Still, most of the first-week numbers for April 2016’s Lemonade — another quasi-surprise release with a full visual component, coming just a week after its announcement, albeit this time with a lead single (“Formation,” released two months prior) and a Super Bowl appearance for promotion — came via 485,000 in digital downloads, with a physical version of the set not arriving until a couple weeks later. (Comparably, her self-titled album was issued on CD about a week after its initial release exclusively through the iTunes Store.)
Similar to her self-titled, Lemonade‘s first-week number was limited by only containing four full days of wide activity. Lemonade was introduced on April 23 (a Saturday) through its same-titled film, which was soundtracked by the album’s songs, and premiered on HBO. The 12-song visual album was released just after the film’s debut, initially exclusively through TIDAL. On April 25 (Monday), the album — which is bundled with the film — went on sale through other digital retailers, but TIDAL remained the only service with streaming rights to the set at the time.

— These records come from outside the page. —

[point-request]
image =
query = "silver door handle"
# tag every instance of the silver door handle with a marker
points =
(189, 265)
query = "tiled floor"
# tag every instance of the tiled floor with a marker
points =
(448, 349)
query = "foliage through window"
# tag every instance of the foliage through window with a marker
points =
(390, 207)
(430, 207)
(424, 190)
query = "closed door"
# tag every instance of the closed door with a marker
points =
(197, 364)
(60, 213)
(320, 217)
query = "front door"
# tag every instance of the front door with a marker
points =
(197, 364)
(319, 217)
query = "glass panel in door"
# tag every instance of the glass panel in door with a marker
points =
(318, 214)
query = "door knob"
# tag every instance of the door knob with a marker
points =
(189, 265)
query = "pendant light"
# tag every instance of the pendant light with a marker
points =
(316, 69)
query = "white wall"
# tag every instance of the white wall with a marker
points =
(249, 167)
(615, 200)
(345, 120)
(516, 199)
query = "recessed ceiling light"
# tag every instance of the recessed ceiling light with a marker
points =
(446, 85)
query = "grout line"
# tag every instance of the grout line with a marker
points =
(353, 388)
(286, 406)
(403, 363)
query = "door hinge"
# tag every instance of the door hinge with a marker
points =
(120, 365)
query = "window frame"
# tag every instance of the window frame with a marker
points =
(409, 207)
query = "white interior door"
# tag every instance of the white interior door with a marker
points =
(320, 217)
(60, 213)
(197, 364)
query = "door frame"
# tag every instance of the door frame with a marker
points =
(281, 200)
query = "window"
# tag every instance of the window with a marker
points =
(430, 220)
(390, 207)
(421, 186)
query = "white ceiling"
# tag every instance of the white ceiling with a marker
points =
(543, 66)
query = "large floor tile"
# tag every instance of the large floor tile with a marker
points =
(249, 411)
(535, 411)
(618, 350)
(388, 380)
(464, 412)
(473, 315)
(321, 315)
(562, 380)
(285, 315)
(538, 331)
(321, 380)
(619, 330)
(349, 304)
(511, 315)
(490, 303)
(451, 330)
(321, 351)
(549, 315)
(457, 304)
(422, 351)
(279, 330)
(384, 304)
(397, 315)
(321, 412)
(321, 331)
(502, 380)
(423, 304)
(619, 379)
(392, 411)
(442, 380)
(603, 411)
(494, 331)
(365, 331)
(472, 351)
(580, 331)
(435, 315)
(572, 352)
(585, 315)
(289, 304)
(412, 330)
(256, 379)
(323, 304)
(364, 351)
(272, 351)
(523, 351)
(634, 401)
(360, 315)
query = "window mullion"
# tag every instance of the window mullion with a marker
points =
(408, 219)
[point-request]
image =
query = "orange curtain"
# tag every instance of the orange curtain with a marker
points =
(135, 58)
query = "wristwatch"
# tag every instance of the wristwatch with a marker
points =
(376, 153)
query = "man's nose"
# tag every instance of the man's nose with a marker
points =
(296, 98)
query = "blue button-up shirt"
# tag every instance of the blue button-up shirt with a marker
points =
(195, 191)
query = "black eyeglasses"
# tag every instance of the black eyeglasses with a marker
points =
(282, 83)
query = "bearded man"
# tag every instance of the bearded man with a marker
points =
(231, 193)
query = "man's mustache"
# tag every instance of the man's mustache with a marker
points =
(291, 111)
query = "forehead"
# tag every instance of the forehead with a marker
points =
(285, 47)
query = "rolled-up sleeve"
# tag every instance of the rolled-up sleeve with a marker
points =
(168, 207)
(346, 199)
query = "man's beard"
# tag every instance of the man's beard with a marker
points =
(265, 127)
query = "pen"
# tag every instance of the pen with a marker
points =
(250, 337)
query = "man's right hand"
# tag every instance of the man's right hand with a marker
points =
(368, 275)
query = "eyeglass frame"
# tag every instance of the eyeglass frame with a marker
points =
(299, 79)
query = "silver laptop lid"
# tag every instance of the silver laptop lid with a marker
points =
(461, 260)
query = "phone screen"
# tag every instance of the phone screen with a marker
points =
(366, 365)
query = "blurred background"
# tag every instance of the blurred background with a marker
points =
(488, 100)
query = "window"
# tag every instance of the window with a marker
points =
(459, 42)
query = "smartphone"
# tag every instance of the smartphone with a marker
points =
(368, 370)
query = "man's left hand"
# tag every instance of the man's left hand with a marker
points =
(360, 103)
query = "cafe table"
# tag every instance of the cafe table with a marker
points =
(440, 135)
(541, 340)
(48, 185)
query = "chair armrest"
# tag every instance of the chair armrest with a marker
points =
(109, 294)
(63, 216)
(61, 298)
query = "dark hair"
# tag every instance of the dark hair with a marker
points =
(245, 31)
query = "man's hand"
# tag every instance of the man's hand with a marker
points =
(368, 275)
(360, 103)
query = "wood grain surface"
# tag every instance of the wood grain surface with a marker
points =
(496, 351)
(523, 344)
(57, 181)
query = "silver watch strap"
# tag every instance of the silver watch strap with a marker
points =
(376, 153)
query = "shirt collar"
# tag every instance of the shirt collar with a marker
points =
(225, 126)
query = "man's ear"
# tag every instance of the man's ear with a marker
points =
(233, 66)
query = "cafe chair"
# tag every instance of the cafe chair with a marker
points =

A physical version of the album was released on May 6.
Still, with an accompanying HBO premiere for the visual album and some of the most unanimous critical praise received by any album of the 2010s, the set was a massive success immediately, giving her what was then the best first week for any album in 2016. (That title was handed over to Drake the very next week, for the 1.04 million units moved by his Views set in its opening frame.)
Lemonade confirmed that well over a decade into her solo career, Beyoncé was unquestionably still at the center of popular music, as relevant, influential and impactful as any other pop star who could claim to be her peer — even without the kind of hit singles she enjoyed earlier in her career (“Formation,” which debuted at No. 10 that February, was the highest-charting song from the set on the Hot 100.) Starting tomorrow, we’ll see if Renaissance — which does have more of a classic Beyoncé smash to its credit already, in the No. 7-and-climbing Hot 100 hit “Break My Soul” — can do the same.